Para mi sorpresa, vi que el fantasma de una sonrisa empezaba a asomar en su rostro.
—Quieres salvar el mundo —dijo, divertido—. Otra vez.
Aquello debió de tener el efecto que él estaba buscando, porque se me escapó una risita.
—No quiero salvar el mundo —dije al calmarme—. Solo quiero ser feliz. Más feliz todavía, si cabe.
Link alzó una ceja.
—¿Necesitas saber quién robó mi espada para ser feliz?
—Es importante para ti —repuse—. Y lo necesito para saciar mi curiosidad, que tiene repercusiones en mi felicidad.
Link soltó un bufido.
—Oh, cómo olvidarlo.
Ambos guardamos silencio durante un rato. Al final, él tomó mi mano para llamar mi atención.
—No tienes que preocuparte por el concilio. Haremos lo que esté en nuestra mano, como siempre. —Se detuvo, pensativo—. No has sentido nada raro, ¿verdad?
—No —dije al instante—. Todo va bien. Soy solo yo, Link.

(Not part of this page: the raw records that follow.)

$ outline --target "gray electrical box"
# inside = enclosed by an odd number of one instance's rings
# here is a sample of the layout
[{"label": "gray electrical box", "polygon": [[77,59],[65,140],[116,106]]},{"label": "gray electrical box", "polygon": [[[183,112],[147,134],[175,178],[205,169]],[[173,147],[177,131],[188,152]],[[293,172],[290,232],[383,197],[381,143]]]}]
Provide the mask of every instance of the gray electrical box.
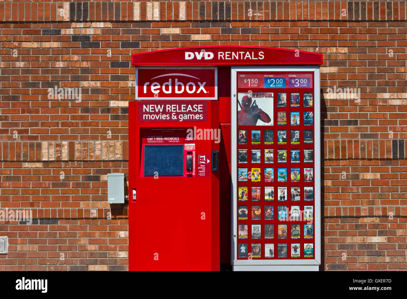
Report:
[{"label": "gray electrical box", "polygon": [[125,175],[107,174],[107,203],[125,203]]}]

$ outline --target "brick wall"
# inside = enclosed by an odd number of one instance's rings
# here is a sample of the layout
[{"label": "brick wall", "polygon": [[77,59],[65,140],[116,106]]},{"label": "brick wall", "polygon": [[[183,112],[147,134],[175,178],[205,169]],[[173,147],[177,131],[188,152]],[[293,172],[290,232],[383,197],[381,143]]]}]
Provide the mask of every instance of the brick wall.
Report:
[{"label": "brick wall", "polygon": [[130,55],[219,44],[324,54],[321,268],[406,270],[406,5],[0,1],[0,210],[34,218],[0,222],[0,270],[127,269],[126,206],[106,194],[107,173],[128,173]]}]

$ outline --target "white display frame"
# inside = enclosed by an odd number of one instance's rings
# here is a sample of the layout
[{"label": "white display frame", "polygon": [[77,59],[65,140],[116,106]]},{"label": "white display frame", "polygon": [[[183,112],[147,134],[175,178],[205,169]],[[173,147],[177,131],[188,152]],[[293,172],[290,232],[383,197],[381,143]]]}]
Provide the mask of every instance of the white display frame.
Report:
[{"label": "white display frame", "polygon": [[[237,111],[237,77],[239,72],[313,72],[314,73],[314,225],[315,246],[314,258],[291,260],[238,260],[237,181],[236,174],[237,132],[236,113]],[[232,197],[232,240],[231,264],[234,271],[316,271],[321,264],[321,136],[320,72],[319,66],[232,66],[230,70],[231,98],[231,175]]]}]

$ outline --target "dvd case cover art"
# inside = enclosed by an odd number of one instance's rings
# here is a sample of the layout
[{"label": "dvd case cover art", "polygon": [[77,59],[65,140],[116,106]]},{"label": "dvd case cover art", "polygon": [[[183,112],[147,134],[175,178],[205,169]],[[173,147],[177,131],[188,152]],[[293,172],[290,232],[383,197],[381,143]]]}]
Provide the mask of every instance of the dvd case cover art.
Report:
[{"label": "dvd case cover art", "polygon": [[247,168],[239,168],[238,169],[239,174],[239,178],[238,180],[239,182],[247,182]]},{"label": "dvd case cover art", "polygon": [[277,125],[285,125],[287,124],[287,112],[285,111],[277,111]]},{"label": "dvd case cover art", "polygon": [[299,167],[293,167],[291,168],[291,181],[300,181]]},{"label": "dvd case cover art", "polygon": [[287,150],[277,150],[277,163],[285,163],[287,162]]},{"label": "dvd case cover art", "polygon": [[312,201],[314,200],[314,187],[304,187],[304,200]]},{"label": "dvd case cover art", "polygon": [[299,243],[291,243],[291,257],[299,258],[301,245]]},{"label": "dvd case cover art", "polygon": [[247,130],[239,130],[238,133],[238,144],[247,144]]},{"label": "dvd case cover art", "polygon": [[300,163],[300,150],[291,150],[291,161],[292,163]]},{"label": "dvd case cover art", "polygon": [[287,168],[278,168],[277,173],[278,174],[278,181],[283,182],[287,181]]},{"label": "dvd case cover art", "polygon": [[287,243],[279,243],[277,244],[278,251],[277,256],[278,258],[287,257]]},{"label": "dvd case cover art", "polygon": [[261,257],[261,244],[260,243],[252,243],[252,257]]},{"label": "dvd case cover art", "polygon": [[260,205],[252,206],[252,220],[260,220],[261,219],[261,207]]},{"label": "dvd case cover art", "polygon": [[304,92],[302,94],[303,103],[304,107],[312,107],[312,93]]},{"label": "dvd case cover art", "polygon": [[252,144],[260,144],[260,130],[252,130]]},{"label": "dvd case cover art", "polygon": [[239,155],[238,161],[239,163],[247,163],[247,149],[238,150],[238,155]]},{"label": "dvd case cover art", "polygon": [[311,163],[313,162],[314,150],[304,149],[304,163]]},{"label": "dvd case cover art", "polygon": [[287,131],[285,130],[277,130],[277,143],[279,144],[287,144]]},{"label": "dvd case cover art", "polygon": [[238,199],[239,201],[247,201],[248,194],[247,194],[247,187],[239,187],[238,190]]},{"label": "dvd case cover art", "polygon": [[247,225],[239,224],[239,239],[247,238]]},{"label": "dvd case cover art", "polygon": [[239,205],[237,207],[238,218],[239,220],[247,220],[247,206]]},{"label": "dvd case cover art", "polygon": [[273,243],[266,243],[264,244],[264,257],[274,257],[274,244]]},{"label": "dvd case cover art", "polygon": [[301,187],[292,186],[291,187],[291,200],[298,201],[301,199]]},{"label": "dvd case cover art", "polygon": [[260,224],[252,225],[252,238],[261,239],[261,230]]},{"label": "dvd case cover art", "polygon": [[239,243],[238,246],[238,251],[239,253],[239,258],[247,258],[247,253],[249,253],[247,251],[247,243]]},{"label": "dvd case cover art", "polygon": [[299,111],[291,111],[290,112],[290,124],[291,126],[300,125]]},{"label": "dvd case cover art", "polygon": [[313,168],[304,168],[304,182],[314,181],[314,169]]},{"label": "dvd case cover art", "polygon": [[252,187],[252,200],[254,201],[258,201],[260,200],[260,187]]},{"label": "dvd case cover art", "polygon": [[309,144],[313,142],[312,137],[312,130],[304,130],[304,142],[305,144]]},{"label": "dvd case cover art", "polygon": [[290,142],[291,144],[300,144],[299,130],[291,130],[290,131]]},{"label": "dvd case cover art", "polygon": [[274,168],[271,167],[266,167],[264,168],[264,181],[268,182],[274,181]]},{"label": "dvd case cover art", "polygon": [[314,219],[314,207],[312,205],[304,206],[304,220]]},{"label": "dvd case cover art", "polygon": [[274,162],[274,150],[267,148],[264,150],[264,163],[272,163]]},{"label": "dvd case cover art", "polygon": [[305,239],[314,238],[314,226],[312,224],[304,225],[304,238]]},{"label": "dvd case cover art", "polygon": [[287,187],[278,187],[277,190],[278,201],[285,201],[287,200]]},{"label": "dvd case cover art", "polygon": [[264,238],[266,239],[274,239],[274,225],[264,225]]},{"label": "dvd case cover art", "polygon": [[291,225],[291,238],[299,239],[300,234],[300,225],[298,224]]},{"label": "dvd case cover art", "polygon": [[261,156],[260,149],[253,149],[251,150],[252,163],[260,163]]},{"label": "dvd case cover art", "polygon": [[272,130],[264,130],[264,144],[272,144],[274,143],[274,134]]},{"label": "dvd case cover art", "polygon": [[287,107],[287,94],[286,92],[277,93],[277,107]]},{"label": "dvd case cover art", "polygon": [[277,228],[277,238],[278,239],[287,238],[287,225],[279,224]]},{"label": "dvd case cover art", "polygon": [[313,124],[313,112],[312,111],[304,111],[304,121],[303,123],[304,126],[312,126]]},{"label": "dvd case cover art", "polygon": [[258,167],[252,168],[252,181],[260,182],[261,181],[260,174],[261,172],[261,168]]},{"label": "dvd case cover art", "polygon": [[278,208],[278,215],[279,220],[287,220],[287,206],[279,205]]},{"label": "dvd case cover art", "polygon": [[304,258],[314,256],[314,244],[312,243],[304,243]]},{"label": "dvd case cover art", "polygon": [[298,107],[300,106],[300,93],[291,92],[290,100],[290,104],[291,107]]},{"label": "dvd case cover art", "polygon": [[291,206],[291,210],[290,211],[291,215],[291,220],[299,220],[300,217],[301,211],[300,210],[299,205]]},{"label": "dvd case cover art", "polygon": [[264,187],[264,200],[274,201],[274,187]]},{"label": "dvd case cover art", "polygon": [[274,207],[273,205],[264,206],[264,219],[266,220],[274,220]]}]

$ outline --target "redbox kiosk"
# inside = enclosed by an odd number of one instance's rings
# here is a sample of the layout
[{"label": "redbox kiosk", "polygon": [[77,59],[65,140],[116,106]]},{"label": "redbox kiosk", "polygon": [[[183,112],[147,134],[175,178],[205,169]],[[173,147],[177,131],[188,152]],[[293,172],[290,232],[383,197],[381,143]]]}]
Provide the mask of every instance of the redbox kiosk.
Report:
[{"label": "redbox kiosk", "polygon": [[131,270],[317,270],[322,55],[133,54]]}]

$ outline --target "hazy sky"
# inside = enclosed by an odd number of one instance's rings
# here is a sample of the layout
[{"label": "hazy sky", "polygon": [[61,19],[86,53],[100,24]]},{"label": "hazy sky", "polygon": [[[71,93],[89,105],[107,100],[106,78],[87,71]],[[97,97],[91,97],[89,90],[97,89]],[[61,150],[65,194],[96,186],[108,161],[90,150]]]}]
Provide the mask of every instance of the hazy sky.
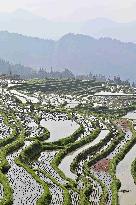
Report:
[{"label": "hazy sky", "polygon": [[0,12],[27,9],[53,20],[81,21],[106,17],[136,20],[136,0],[0,0]]}]

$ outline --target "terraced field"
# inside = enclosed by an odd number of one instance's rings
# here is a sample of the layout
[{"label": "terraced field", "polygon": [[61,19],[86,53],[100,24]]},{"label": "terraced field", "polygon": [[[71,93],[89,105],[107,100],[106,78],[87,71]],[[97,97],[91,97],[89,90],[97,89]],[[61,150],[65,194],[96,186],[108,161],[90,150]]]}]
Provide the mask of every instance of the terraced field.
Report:
[{"label": "terraced field", "polygon": [[0,204],[135,205],[135,98],[96,81],[5,87]]}]

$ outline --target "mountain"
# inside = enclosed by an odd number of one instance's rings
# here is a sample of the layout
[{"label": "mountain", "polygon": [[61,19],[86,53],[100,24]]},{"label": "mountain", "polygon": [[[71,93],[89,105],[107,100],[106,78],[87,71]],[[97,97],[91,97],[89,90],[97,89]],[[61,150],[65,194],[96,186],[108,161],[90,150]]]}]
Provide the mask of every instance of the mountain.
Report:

Él asintió, comprendiendo.
—No voy a decirte que dejes de preocuparte porque sería inútil —empezó—, pero sé que saldrá bien, Zelda.
—¿Cómo lo sabes?
—Es un presentimiento —dijo él—. Cuando tengamos una niña fuerte y sana, sabrás que veo el futuro en sueños.
Reí de nuevo. Si algo no había cambiado desde que lo conocía era su habilidad para hacerme reír incluso cuando la preocupación me atenazaba por dentro. En pocas ocasiones fracasaba.
—Voy a confiar en ti —le dije—. Pero solo porque me gusta tu guiso.
Su sonrisa se tornó radiante. Pronto la conversación se volvió más ligera, y me dejé llevar por él aquella noche. No había un lugar más seguro en el mundo que los brazos de Link, al fin y al cabo.
*
Al día siguiente, tras un largo día de viaje que me dejó agotada y dolorida hasta en lugares donde había olvidado que se podía sentir dolor, llegamos a Tabanta. O, para ser exactos, a la zona de Tabanta en la que iba a celebrarse el concilio.
Estábamos más allá de la posta, cerca de los gigantescos árboles con forma de seta que solo crecían en Tabanta. Al este se extendía una amplia llanura donde habría espacio de sobra para los campamentos de las delegaciones. El terreno a nuestro alrededor era rocoso. En la lejanía podía distinguir los enormes árboles que tanto quería investigar y, más allá si era posible, atisbaba la silueta del Poblado Orni, recortada por la luz del atardecer.
Había un pequeño asentamiento hyliano cerca de de Tabanta. Ellos y los orni serían los anfitriones. Un mozo de cuadras llegó para llevarse a los caballos a los establos, y dos orni andaban ya en nuestra dirección.
Link ayudó a Artyb a bajar. Luego me tendió ambas manos, y yo las acepté. Desmonté del caballo con cuidado, sabiendo que tenía las piernas rígidas como la rama de un árbol. Aun así, estuvieron a punto de ceder bajo mi peso cuando puse los pies sobre la tierra, y tuve que aferrarme a los antebrazos de Link también. Cerré los ojos, y se me escapó un gemido de dolor.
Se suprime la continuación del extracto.